The Life and Correspondence of Robert Southey
Robert Southey to Walter Scott, 2 April 1811
“You can probably tell me how I could transmit a copy
of Kehama to your friend
Leyden, for whom, though I do not
personally know him, I have always felt a very high respect, regarding him,
with one only exception (which might be more properly expressed to any person
than to you,) as a man of more true genius and far higher promise than any of
his contemporary countrymen.
“No doubt you have seen Pasley’s Essay. It will be, in the main, a book after your own heart, as it
is after mine. He talks sometimes of conquest when he should talk of
emancipation. A system of unlimited conquest leads at last to the consequences
which we have seen exemplified in the fate of the Roman empire. For ourselves,
I would wish no other accession of dominion than Danish Zealand and Holland in
the North, with as many islands as you please in the Mediterranean; Italy to be
formed into one independent state under our protection, as long as it needed
it. I believe, that the Ministry do not want the inclination to act vigorously;
but they want public opinion to go before and protect them against the
opposition. These men, and their coadjutors, the Morning Chronicle and the Edinburgh Review, have neither patriotism, nor
principle, nor feeling, nor shame, to stand in their way. They go on predicting
the total conquest of the Peninsula, with as much effrontery as if they had not
predicted it two
308 | LIFE AND CORRESPONDENCE | Ætat. 36. |
years ago,—nay, even asserted
that it was then completed; and they deliver their predictions in such a way,
that it requires more charity than I possess not to believe that they wish to
see them fulfilled; for this is the last and worst, yet the necessary, effect
of party spirit, when carried so far as these politicians carry it. I do not
know that I ever regretted being alone so much as when the news of Graham’s victory arrived. It gave me more
delight than I could well hold, and I wanted somebody to share it with me. We
shall have great news, too, from Portugal. Massena has no lines to fall back upon; and if Lord Wellington can but bring him to action, we
know what the result must be. How happy his retreat must make Lord Grenville, who had just delivered so wise an
opinion upon the state of Portugal in the House of Lords!
“Longman’s new Review will interfere with the Quarterly; and so far as it succeeds, so far will
it prevent the extension of our sale. I have not learnt who are the proprietors
of it,—not Longman himself, for he wrote to me some
eight or ten weeks ago, wishing me to bear a part in it, and giving me to
understand that it was set on foot by some independent M.Ps., so at least I
understood his language. Of course I returned a refusal, upon the ground of my
previous connection with the Quarterly. They have set
out better than we did, though they have a considerable portion of heavy
matter, and their first article ought to have been in a very different tone.
Yours ever truly,
R. Southey.”
Thomas Grahame, baron Lynedoch (1748-1843)

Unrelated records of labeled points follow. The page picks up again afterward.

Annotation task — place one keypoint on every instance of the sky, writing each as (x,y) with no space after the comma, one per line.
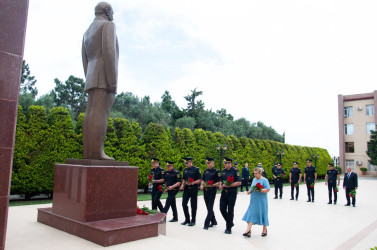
(282,62)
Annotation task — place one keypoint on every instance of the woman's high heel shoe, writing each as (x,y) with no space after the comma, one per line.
(248,234)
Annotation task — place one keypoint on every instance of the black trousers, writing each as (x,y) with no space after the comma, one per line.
(192,195)
(348,190)
(245,183)
(293,183)
(310,190)
(156,203)
(331,184)
(278,187)
(170,201)
(227,202)
(209,199)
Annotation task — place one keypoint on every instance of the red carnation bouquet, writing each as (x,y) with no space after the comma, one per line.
(352,193)
(229,180)
(257,187)
(209,183)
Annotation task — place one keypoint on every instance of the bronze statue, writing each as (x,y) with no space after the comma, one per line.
(100,54)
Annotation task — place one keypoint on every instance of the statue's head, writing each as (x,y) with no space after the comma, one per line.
(104,8)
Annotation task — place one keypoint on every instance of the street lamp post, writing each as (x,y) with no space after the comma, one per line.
(315,157)
(221,153)
(280,155)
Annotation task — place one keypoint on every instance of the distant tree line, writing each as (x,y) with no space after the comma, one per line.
(45,139)
(70,94)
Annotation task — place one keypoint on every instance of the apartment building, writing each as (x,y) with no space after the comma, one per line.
(356,119)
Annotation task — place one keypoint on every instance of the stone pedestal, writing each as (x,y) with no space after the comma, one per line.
(98,203)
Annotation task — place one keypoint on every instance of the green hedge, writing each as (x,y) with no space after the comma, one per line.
(43,140)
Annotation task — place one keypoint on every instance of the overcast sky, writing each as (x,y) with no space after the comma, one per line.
(276,61)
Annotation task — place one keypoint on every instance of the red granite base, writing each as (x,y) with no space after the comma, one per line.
(107,232)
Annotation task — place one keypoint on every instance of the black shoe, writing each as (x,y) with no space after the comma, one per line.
(185,222)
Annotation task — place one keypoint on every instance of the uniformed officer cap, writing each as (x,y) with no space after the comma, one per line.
(227,160)
(155,160)
(168,163)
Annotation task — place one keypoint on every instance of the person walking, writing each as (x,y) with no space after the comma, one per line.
(257,212)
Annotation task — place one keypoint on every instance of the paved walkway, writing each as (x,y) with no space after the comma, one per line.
(293,225)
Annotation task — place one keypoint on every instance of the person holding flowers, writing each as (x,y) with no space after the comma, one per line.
(257,212)
(172,183)
(210,181)
(279,181)
(350,185)
(156,178)
(191,178)
(310,178)
(229,181)
(332,180)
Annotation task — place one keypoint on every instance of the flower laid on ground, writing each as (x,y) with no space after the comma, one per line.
(229,180)
(257,187)
(352,193)
(210,182)
(145,211)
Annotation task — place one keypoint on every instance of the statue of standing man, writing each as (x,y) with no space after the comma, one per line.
(100,54)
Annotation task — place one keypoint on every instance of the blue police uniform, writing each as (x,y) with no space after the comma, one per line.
(190,192)
(332,176)
(228,197)
(209,195)
(171,178)
(294,182)
(309,179)
(158,174)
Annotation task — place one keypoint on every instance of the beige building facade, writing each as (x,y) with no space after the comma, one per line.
(357,118)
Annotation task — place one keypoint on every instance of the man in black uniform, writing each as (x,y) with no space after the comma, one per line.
(230,180)
(330,180)
(295,179)
(210,182)
(172,182)
(350,183)
(245,177)
(190,180)
(310,178)
(158,179)
(279,173)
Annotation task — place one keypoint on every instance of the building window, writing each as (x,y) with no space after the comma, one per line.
(370,126)
(348,111)
(348,129)
(350,147)
(351,164)
(369,109)
(371,167)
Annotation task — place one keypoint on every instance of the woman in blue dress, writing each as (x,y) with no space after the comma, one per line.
(257,213)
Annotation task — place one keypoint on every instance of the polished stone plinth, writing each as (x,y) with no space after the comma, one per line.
(98,203)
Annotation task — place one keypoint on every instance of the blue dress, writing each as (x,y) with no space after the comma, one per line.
(257,213)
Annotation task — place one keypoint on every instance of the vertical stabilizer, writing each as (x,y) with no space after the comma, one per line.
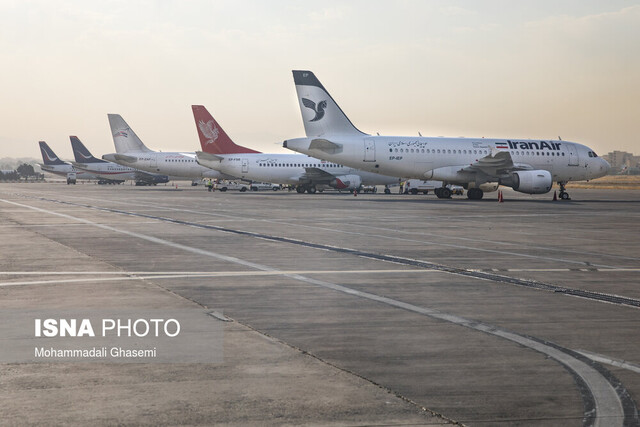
(124,138)
(49,158)
(81,153)
(320,113)
(213,139)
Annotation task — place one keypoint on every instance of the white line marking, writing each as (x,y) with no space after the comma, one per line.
(608,405)
(610,361)
(155,276)
(334,230)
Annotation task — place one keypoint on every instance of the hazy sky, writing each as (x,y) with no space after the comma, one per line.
(499,68)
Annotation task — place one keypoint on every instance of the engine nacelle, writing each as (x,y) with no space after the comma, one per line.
(530,182)
(346,182)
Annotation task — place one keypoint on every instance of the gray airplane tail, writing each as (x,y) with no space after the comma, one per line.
(124,138)
(321,115)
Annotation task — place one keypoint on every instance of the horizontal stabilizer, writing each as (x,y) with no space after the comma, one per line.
(208,156)
(325,145)
(117,158)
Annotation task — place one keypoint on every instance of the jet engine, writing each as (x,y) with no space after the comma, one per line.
(346,182)
(530,182)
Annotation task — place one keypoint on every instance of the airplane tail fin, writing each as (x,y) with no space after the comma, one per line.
(124,138)
(81,153)
(321,115)
(48,156)
(213,139)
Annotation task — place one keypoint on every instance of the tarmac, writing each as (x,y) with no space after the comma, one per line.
(368,310)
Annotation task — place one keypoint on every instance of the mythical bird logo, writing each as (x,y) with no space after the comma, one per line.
(209,130)
(319,110)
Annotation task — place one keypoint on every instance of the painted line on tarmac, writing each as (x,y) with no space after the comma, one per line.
(606,401)
(156,276)
(610,361)
(482,275)
(334,230)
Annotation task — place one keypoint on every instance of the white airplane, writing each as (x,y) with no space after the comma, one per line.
(52,163)
(86,162)
(130,151)
(219,152)
(477,164)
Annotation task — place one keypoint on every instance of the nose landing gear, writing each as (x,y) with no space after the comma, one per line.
(563,192)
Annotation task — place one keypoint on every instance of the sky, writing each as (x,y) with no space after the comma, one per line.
(491,68)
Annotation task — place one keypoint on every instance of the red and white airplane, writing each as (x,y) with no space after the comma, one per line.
(219,152)
(130,151)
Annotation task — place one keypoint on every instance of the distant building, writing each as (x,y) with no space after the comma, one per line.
(621,159)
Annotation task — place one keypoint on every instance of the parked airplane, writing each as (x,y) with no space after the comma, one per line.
(130,151)
(52,163)
(219,152)
(85,161)
(478,164)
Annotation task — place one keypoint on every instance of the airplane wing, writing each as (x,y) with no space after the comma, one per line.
(208,156)
(495,164)
(316,175)
(81,166)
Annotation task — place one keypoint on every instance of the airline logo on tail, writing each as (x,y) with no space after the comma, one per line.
(319,110)
(209,130)
(50,156)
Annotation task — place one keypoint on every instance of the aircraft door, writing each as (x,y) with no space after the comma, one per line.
(369,150)
(573,154)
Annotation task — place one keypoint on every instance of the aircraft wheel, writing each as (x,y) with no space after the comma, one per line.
(475,194)
(443,193)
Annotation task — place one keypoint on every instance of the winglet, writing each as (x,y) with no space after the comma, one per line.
(213,139)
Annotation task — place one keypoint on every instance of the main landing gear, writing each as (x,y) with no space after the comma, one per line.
(311,189)
(475,194)
(443,192)
(563,192)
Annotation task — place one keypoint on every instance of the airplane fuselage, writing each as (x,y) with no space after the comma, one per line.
(444,158)
(65,169)
(167,163)
(287,168)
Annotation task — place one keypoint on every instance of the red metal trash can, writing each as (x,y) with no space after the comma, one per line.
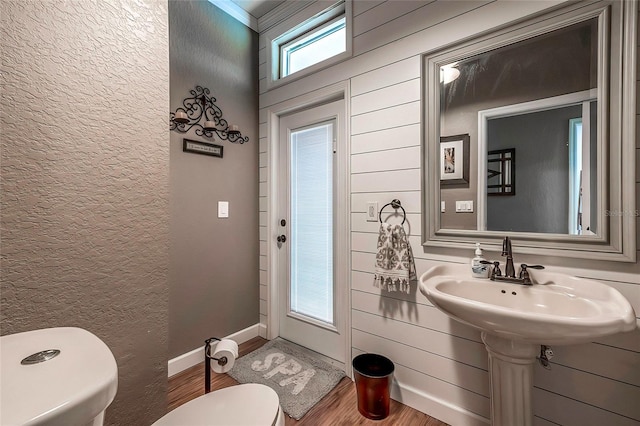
(373,374)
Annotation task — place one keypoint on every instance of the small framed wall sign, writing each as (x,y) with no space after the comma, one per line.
(203,148)
(454,159)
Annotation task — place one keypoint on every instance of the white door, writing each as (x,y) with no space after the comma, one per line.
(311,230)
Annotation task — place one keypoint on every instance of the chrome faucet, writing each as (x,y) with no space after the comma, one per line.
(509,270)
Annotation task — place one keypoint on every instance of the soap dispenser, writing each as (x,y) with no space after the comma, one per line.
(478,269)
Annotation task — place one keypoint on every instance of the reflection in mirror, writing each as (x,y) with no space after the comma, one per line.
(534,100)
(547,106)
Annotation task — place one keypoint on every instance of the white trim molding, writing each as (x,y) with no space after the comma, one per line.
(196,356)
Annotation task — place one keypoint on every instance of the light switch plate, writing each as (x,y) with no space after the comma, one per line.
(464,206)
(372,211)
(223,209)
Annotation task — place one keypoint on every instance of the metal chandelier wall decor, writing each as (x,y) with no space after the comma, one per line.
(201,112)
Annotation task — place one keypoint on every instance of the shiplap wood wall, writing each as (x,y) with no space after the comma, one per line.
(441,365)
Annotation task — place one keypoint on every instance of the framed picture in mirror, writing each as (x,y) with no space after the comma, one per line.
(501,172)
(454,159)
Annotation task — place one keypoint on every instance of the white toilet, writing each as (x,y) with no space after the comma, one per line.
(55,376)
(36,387)
(242,405)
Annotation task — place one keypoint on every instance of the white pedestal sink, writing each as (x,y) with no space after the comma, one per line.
(515,320)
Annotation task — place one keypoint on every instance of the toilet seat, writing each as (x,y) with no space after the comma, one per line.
(242,405)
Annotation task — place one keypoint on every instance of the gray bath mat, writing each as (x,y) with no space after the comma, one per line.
(299,379)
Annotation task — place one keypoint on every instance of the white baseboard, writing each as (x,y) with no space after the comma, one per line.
(196,356)
(436,407)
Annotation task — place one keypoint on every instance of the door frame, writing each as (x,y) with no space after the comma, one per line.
(334,92)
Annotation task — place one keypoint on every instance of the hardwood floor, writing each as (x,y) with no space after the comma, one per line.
(339,407)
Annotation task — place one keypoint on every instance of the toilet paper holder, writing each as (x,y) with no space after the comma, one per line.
(207,362)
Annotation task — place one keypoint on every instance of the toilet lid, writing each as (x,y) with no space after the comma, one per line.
(242,405)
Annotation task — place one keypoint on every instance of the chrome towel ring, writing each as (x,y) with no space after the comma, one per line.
(396,205)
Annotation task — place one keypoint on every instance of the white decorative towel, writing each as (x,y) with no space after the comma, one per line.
(395,267)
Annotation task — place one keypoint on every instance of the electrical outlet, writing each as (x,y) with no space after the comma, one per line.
(464,206)
(372,211)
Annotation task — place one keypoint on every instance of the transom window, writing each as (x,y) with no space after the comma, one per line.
(318,34)
(313,47)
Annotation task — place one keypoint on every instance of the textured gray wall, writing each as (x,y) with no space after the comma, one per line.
(214,262)
(84,182)
(541,201)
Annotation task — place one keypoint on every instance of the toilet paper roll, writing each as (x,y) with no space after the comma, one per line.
(225,348)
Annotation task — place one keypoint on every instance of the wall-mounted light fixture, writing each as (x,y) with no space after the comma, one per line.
(200,111)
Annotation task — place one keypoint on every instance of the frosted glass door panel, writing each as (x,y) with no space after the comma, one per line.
(311,200)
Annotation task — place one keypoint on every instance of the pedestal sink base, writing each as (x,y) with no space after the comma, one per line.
(511,375)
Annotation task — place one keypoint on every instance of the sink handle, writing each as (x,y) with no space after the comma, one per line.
(524,265)
(496,272)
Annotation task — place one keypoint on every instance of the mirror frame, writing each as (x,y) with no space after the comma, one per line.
(616,239)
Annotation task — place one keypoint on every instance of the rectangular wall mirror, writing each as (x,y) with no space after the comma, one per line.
(547,110)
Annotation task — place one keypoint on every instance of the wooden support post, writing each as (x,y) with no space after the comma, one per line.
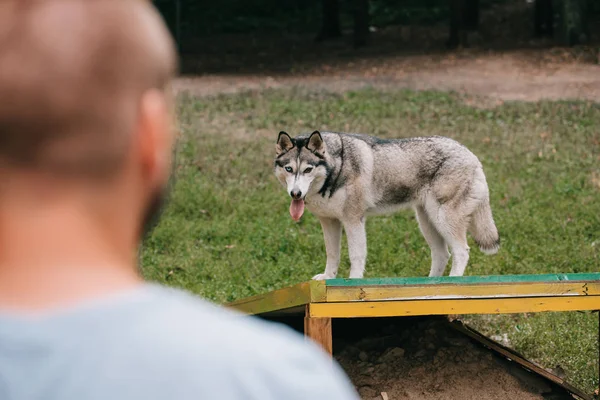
(319,330)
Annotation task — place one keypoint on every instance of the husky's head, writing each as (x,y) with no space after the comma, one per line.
(301,166)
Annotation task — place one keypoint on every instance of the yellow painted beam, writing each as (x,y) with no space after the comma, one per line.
(445,307)
(459,291)
(281,299)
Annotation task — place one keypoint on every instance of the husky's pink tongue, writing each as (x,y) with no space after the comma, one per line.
(297,209)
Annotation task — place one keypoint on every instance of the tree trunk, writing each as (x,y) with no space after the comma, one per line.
(464,17)
(330,27)
(573,22)
(544,18)
(361,22)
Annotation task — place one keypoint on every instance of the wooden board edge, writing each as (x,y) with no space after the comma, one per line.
(289,297)
(457,307)
(471,279)
(318,291)
(439,292)
(512,355)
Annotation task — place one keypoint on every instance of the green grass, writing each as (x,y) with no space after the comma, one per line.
(227,233)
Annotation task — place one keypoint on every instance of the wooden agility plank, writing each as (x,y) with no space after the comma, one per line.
(319,330)
(443,280)
(281,299)
(458,291)
(455,307)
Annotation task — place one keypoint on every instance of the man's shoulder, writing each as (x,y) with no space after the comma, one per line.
(196,337)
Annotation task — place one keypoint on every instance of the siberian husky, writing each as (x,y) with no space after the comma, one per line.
(343,178)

Scottish general who served as a division commander under Wellington during the
Peninsular War, for which he was raised to the peerage in 1814.
William Wyndham Grenville, baron Grenville (1759-1834)
Educated at Eton and Christ Church, Oxford, he was a moderate Whig MP, foreign secretary
(1791-1801), and leader and first lord of the treasury in the “All the Talents” ministry
(1806-1807). He was chancellor of Oxford University (1810).
John Leyden (1775-1811)
Scottish antiquary, poet, and orientalist who assisted Walter Scott in compiling the
Minstrelsy of the Scottish Border.
Thomas Norton Longman (1771-1842)
A leading London publisher whose authors included Southey, Wordsworth, Scott, and
Moore.
André Massena (1758-1817)
Napoleon's field marshall who was defeated by Wellington in the Peninsular
Campaign.
Sir Charles William Pasley (1780-1861)
Educated at the Royal Military Academy at Woolwich, he served in the artillery and as an
engineer, developing innovative instructional methods for soldiers.
Morning Chronicle. (1769-1862). James Perry was proprietor of this London daily newspaper from 1789-1821; among its many
notable poetical contributors were Coleridge, Southey, Lamb, Rogers, and Campbell.
The Quarterly Review. (1809-1967). Published by John Murray, the
Quarterly was instigated by Walter
Scott as a Tory rival to the
Edinburgh Review. It was edited by
William Gifford to 1824, and by John Gibson Lockhart from 1826 to 1853.